Thrown in Jail in America for Homeschooling ??
What went wrong?
United States of America - the land of the free?
America the police state has
become a labyrinth of rules, regulations and mandates, the amount of
which is impossible to know, let alone comply with. But you know, that
ol’ “ignorance of the law is no excuse” excuse wielded by faceless,
un-elected bureaucrats wins out every time against the hapless, helpless
citizen.
In fact, some Americans cynically believe that rules are
nearly impossible to comply with, and that they are written that way on
purpose so as to justify the size, scope and power of the state
That’s
what seems to be the case in Ohio, whose Republican governor, John
Kasich, wants to be the next president of the United States. His state’s
department of education is so stringently absurd, that for lack of a
piece of paper, it seeks to jail parents who dare to home-school their kids.
As reported by Off The Grid News,
two separate households that home-school their children are facing jail
time and thousands of dollars in fines and fees, for just barely missing
state deadlines that they knew nothing about.
The charges are as ridiculous as the filings – “contributing to the delinquency of a minor,” despite the fact that state nannies acknowledged
the children were indeed being schooled at home, in parental education
programs that officials later acknowledged met the state’s requirements.
The
state school system says that the parents did not provide them with
proper, timely notification that their kids would not be attending
public school [a
requirement that only a totalitarian could love]. But in contemptuous
fashion, rather than notifying the parents of their delinquent paperwork
filing, education officials let the children’s’ absences from public
school mount up for nearly a month, so that they could bring criminal
charges against them, according to Peter Kamakawiwoole of the Home
School Legal Defense Association
Guilty of … missing paperwork
Job justification, you see. Now watch – don’t be surprised if the next
step is for the state to step in and remove the children from the homes
of these “criminals.”
“One family filed a notice of intent when they began homeschooling last
year, but did not know they had to file another notice for this school
year,” Kamakawiwoole wrote [and why didn’t the state education nannies tell them they
needed to file again?].
“The other family filed their annual notice of
intent, but did not submit an educational assessment with their notice
because they had not yet completed it, and had been told by their school
district that there was no deadline for submitting the assessment.”

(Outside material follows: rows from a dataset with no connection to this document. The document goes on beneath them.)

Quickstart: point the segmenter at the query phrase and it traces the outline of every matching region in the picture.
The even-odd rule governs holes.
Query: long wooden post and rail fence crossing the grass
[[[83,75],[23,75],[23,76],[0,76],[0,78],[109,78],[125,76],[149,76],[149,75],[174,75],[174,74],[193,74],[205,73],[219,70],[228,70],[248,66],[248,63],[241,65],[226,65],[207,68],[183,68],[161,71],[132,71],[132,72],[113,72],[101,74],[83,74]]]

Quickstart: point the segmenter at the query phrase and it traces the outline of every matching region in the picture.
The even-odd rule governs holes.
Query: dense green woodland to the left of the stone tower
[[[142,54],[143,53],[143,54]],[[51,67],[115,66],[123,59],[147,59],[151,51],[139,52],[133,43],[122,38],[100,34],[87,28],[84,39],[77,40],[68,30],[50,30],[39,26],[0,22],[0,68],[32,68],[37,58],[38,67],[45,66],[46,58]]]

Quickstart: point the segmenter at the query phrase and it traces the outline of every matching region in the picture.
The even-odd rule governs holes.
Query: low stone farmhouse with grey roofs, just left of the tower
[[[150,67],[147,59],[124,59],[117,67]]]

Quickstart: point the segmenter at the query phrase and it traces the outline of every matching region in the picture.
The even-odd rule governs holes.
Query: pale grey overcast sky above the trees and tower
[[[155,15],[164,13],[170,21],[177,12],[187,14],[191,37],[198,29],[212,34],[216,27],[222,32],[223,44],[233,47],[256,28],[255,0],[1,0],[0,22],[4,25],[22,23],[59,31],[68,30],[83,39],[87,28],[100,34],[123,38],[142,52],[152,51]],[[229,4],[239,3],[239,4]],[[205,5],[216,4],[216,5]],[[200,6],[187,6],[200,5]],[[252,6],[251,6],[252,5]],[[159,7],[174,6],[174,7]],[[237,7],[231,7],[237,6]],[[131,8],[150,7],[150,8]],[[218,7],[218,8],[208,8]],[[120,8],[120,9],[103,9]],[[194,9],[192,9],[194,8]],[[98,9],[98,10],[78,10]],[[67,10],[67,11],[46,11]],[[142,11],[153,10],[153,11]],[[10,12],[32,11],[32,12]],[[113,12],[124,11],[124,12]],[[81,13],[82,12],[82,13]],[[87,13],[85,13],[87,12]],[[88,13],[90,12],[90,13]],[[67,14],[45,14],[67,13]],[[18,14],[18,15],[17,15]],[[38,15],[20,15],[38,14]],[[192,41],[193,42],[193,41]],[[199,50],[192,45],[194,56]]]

So they were given wrong information by school officials, and are now being made to suffer for it.
Kamakawiwoole
maintained that the state education officials who are paid by state
taxpayers had an obligation to contact the families when absences began
to mount.
“As soon as both families realized their errors, they took action to
comply with their districts’ demands,” he wrote. “After filing the
paperwork, both families received a letter from their superintendent
verifying that their home school program is in compliance with state law
for the 2015-2016 school year.”
However, the school district then brought criminal charges – which will
carry a maximum of $1,000 in fines, and six months in the county jail,
not to mention what kind of lasting effect such a conviction might have
on other constitutional rights (like gun ownership).
However,
“each day that a child is ‘truant’ can be considered a separate
offense,” Kamakawiwoole said, so that means jail time and fines could
mount quickly.
When
schools use this statute to prosecute families for what amounts to a
simple clerical error, the response is disproportionate and draconian.”